PASTOR CHARGED WITH FRAUD, ROBBERY WITH VIOLENCE
Christopher Kibet Ngelechei, a pastor with the Seventh Day Adventist (SDA) Church, was accused of robbery with violence and defrauding a bank.
In one of the counts, Kibet was charged with being in possession of a firearm and used it to commit felony contrary to section 308(1) of the penal code.
The court heard that on June 22, 2012 in Eldoret West Estate, Mr. Kibet jointly with others before court was found armed with a pistol in circumstances that indicated they had intent to commit robbery with violence.
The court also heard that on the same day, the accused jointly with others before court held the firearm in circumstances, which raised reasonable presumption that it was intended to be used for purposes prejudicial to public order.
Mr Kibet is also charged with stealing two mobile phones belonging to Moses Onyapidi both valued at Sh9,000 before applying actual violence to commit the act.

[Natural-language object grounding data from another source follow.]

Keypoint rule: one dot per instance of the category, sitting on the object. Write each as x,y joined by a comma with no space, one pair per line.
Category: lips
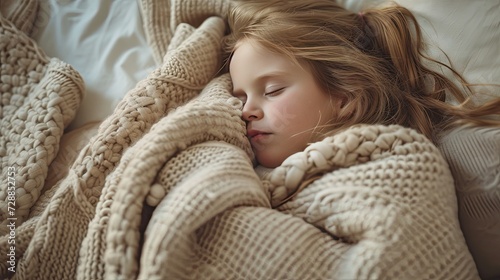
252,133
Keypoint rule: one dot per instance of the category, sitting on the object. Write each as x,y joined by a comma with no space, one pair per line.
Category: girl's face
284,107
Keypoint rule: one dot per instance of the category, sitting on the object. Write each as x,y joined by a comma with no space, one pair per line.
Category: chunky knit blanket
166,188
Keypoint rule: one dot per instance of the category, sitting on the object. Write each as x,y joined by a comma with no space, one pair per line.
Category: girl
309,69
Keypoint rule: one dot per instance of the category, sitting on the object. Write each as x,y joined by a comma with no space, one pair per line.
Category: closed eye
274,92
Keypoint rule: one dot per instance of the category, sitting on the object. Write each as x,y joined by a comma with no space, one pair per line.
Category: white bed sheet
103,40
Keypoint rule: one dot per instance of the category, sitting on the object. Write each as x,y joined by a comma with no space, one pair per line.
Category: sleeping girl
308,70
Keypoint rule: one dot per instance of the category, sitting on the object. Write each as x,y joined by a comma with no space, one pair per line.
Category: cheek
282,115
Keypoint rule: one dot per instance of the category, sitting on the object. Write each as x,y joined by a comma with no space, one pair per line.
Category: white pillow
467,31
104,41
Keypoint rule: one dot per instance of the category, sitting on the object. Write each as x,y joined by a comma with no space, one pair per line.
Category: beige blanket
371,202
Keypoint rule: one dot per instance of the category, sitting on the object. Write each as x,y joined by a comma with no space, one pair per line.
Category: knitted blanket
370,202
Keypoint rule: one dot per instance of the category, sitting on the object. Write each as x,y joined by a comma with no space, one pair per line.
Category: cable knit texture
372,202
39,98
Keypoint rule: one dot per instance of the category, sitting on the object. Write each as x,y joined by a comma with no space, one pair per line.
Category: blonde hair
372,60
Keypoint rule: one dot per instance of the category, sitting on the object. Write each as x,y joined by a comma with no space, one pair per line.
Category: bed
113,90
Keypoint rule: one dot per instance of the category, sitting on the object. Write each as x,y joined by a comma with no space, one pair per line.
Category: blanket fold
39,98
370,202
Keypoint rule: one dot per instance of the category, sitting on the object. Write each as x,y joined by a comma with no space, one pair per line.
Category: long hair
372,60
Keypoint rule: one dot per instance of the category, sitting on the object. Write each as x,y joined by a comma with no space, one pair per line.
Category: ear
345,107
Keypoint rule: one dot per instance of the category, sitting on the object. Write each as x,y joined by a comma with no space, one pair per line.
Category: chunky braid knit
370,202
39,98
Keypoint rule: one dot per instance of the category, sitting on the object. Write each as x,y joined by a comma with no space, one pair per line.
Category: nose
252,112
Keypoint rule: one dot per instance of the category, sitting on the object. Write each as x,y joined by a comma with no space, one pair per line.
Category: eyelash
271,93
274,92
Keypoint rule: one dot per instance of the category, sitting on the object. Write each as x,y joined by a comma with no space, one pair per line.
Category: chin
269,161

Kibet was also accused of obtaining Sh1.142 million from Barclays Bank on April 13, 2011 by falsely pretending that he was in a position to pay for it in loan form, a fact that was proved to be false.
He also faces another count of forging a Barclays bank forms at the bank’s Eldoret branch with intent to defraud it a second time.

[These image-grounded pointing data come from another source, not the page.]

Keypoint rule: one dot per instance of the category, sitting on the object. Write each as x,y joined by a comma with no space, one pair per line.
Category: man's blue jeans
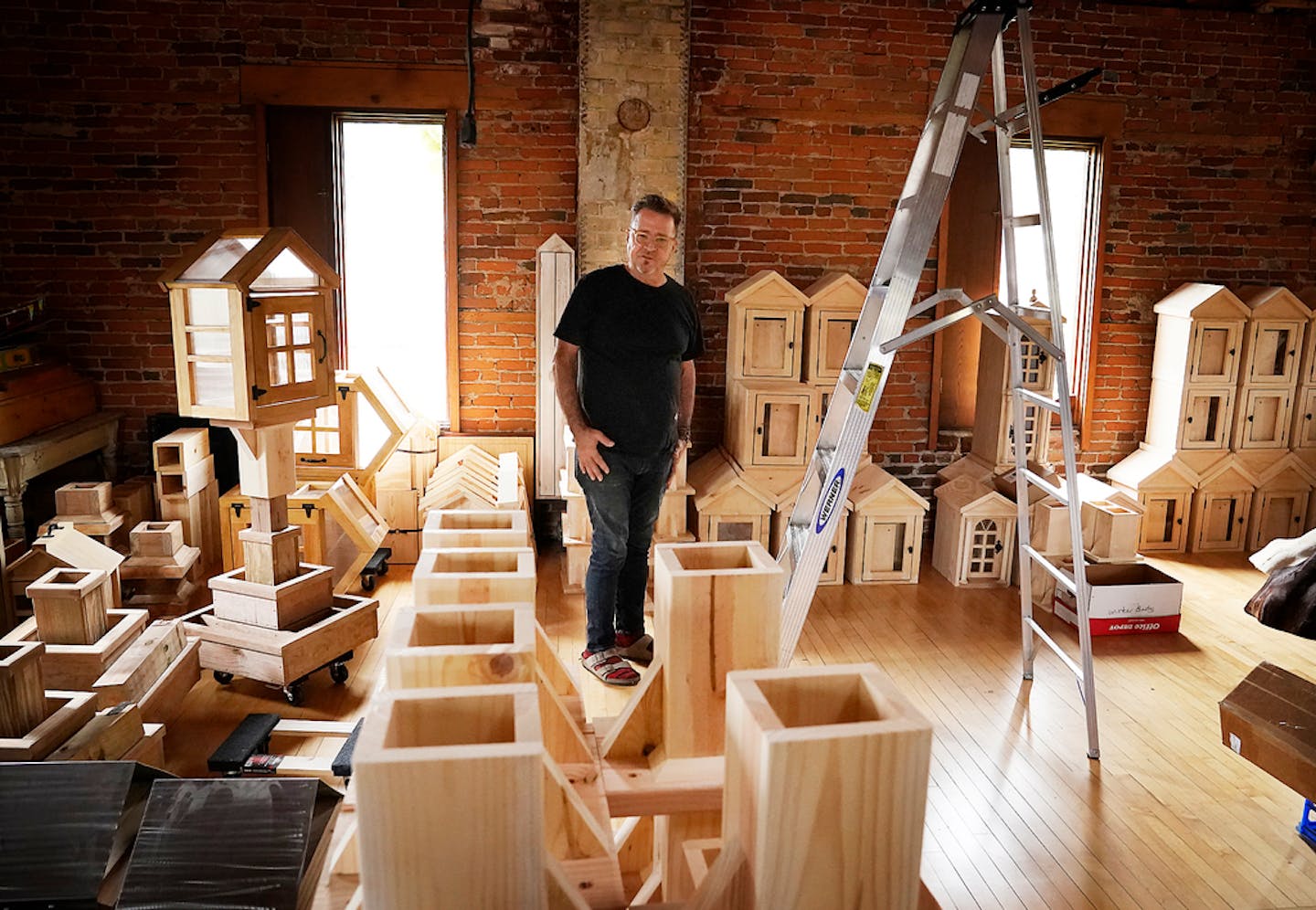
622,511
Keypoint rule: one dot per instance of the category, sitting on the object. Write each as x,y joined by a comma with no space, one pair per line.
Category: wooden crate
470,644
284,656
834,750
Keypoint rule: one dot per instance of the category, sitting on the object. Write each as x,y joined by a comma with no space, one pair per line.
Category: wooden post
451,799
716,609
827,781
23,698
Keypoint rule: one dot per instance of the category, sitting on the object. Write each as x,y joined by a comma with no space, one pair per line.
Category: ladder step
1045,485
1040,400
1061,577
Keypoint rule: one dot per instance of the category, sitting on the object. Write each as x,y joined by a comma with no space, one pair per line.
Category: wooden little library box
254,337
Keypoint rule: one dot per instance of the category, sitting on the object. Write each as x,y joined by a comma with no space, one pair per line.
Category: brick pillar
634,63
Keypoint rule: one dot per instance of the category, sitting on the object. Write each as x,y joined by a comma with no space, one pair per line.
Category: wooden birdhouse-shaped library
685,455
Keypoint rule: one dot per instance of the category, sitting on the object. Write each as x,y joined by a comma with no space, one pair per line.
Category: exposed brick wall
804,119
122,138
122,141
630,48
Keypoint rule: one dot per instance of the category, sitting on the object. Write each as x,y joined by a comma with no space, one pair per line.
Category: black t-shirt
631,338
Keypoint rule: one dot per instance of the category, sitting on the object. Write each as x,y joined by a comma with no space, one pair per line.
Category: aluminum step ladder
977,48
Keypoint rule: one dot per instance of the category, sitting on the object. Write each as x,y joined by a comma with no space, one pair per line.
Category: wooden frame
467,644
974,534
727,506
283,656
475,527
765,330
428,763
80,666
228,302
1274,341
770,424
474,575
1163,485
1264,417
831,751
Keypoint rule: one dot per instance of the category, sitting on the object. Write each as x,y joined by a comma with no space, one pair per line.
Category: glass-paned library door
392,220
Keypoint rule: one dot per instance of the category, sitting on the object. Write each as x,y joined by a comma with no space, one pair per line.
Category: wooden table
35,455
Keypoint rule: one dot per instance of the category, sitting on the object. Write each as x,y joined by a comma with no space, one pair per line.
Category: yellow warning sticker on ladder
869,386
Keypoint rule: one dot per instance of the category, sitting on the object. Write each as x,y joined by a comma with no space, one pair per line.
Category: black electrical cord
466,134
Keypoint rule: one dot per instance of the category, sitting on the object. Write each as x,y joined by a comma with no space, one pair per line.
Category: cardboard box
1127,598
1270,720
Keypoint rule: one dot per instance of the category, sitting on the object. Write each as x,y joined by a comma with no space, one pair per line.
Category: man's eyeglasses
657,241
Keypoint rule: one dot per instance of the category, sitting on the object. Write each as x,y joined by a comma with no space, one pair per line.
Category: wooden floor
1017,816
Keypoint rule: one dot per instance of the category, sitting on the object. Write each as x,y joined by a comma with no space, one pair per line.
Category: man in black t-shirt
624,374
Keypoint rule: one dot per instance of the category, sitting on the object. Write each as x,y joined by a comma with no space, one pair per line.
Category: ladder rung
1057,572
1059,652
1040,400
1046,485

In these forgery accusations Kibet was accused of using an alias, Peter Lochakapong, using the name to commit various other criminal offences contained in the charge sheet.
The offences included making a false document named Teachers’ Service Commission Payslip number TSC349995 in the name of Peter Lochakapong purporting it to be a genuine document issued by TSC.
The forgery, according to the prosecution, was intended to further defraud the bank.
The accused, through Lawyer John Nyandoro, applied to be released on bond but his application was rejected by the prosecution based on the gravity and number of criminal counts against him.
Eldoret Chief Magistrate Charles Mbogo consented to the opposition by the prosecution and remanded the accused at the Eldoret G.K Prison.
“The accused has in the past committed a series of criminal activities and even appeared before a Kitale Court for similar offences. The prosecution is therefore justified beyond reasonable doubt to remand him,” said the Chief Magistrate.
While quoting article 49 clause 1 paragraph H of the constitution, the Chief Magistrate said the accused could not be admitted to bond and that offering surety could be a fault.
The case will be mentioned on May 22 while hearing is set for June 19, 2013.